Giriş
Normal fetal büyüme; genetik olarak önceden belirlenmiş büyüme potansiyeli ile bunun fetal, plasental ve maternal faktörler ile kontrolü yoluyla gerçekleşen bir süreçtir. The American College Of Obstetricians And Gynaecologists (ACOG) İUBK’i tahmini doğum ağırlığının gestasyonel yaş için 10 persentil altında olması olarak tanımlamaktadır. Tahmini doğum ağırlığı 10 persentil altında olan fetüslerin % 50-70 ‘i ebeveynlerin yapısal ve etnik özelliklerine göre normal büyüme paternine sahip fakat yapısal olarak küçük fetüslerdir. İntrauterin ölümlerin %52’sinin ve perinatal mortalitenin %10’unun İUBK ile ilişkili olduğu gösterilmiştir.
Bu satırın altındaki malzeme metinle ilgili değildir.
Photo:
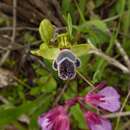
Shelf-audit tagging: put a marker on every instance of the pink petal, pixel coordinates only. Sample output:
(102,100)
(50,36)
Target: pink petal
(105,125)
(44,122)
(62,123)
(111,99)
(55,119)
(96,122)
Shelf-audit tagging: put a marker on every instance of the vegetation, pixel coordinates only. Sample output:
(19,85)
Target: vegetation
(32,36)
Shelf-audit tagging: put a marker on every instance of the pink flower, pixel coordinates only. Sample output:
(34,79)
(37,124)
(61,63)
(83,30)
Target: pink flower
(55,119)
(107,99)
(96,122)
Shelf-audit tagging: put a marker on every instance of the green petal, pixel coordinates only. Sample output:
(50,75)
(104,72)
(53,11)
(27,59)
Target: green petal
(81,49)
(46,52)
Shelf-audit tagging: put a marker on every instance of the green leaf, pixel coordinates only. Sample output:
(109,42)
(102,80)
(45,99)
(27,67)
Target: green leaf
(46,30)
(69,24)
(78,116)
(46,52)
(81,49)
(11,114)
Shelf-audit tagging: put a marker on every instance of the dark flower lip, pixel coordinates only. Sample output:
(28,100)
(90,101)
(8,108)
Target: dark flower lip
(66,69)
(66,64)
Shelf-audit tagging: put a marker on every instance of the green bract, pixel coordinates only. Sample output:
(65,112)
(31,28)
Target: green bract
(46,30)
(51,53)
(48,52)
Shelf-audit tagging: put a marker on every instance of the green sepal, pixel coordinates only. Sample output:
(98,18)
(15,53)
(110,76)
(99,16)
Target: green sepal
(46,52)
(46,30)
(81,49)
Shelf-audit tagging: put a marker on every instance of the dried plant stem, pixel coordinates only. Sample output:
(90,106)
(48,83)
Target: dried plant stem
(110,60)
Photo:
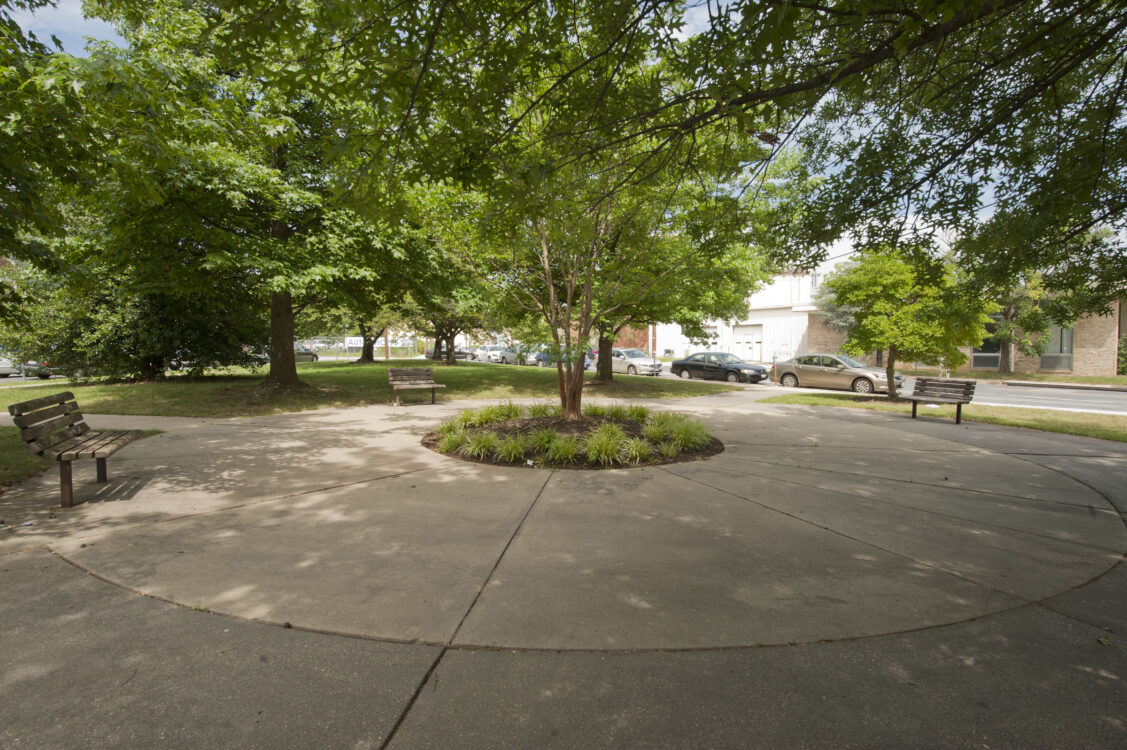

İUBK nedenleri; fetal, plasental ve maternal nedenler olarak üç kategoride incelenir. İUBK olgularının büyük çoğunluğunda ana neden uteroplasental yetmezliktir. Gebelik sonuçları etiyolojiye bağlı olduğundan sonraki ilk adım; İUBK şüphesi olan annelerde altta yatan nedeni belirlemek olmalıdır. Etkin intrauterin tedavi olmadığında etkilenmiş fetüslerde doğum zamanın doğru belirlenmesi antenatal izlemde kritik öneme sahiptir. Kötü perinatal sonuçları belirlemede bağımsız en önemli faktör gestasyonel yaş olup en büyük risk 32-34. haftadan önce olan doğumlardadır. Tedavinin ana amacı; gebeliğin uzatılmasıyla meydana gelebilecek intrauterin ölüm ve geri dönüşümsüz çoklu organ disfonksiyonuna bağlı risklerin; preterm doğum risklerinden fazla olduğunda doğumu gerçekleştirmektir.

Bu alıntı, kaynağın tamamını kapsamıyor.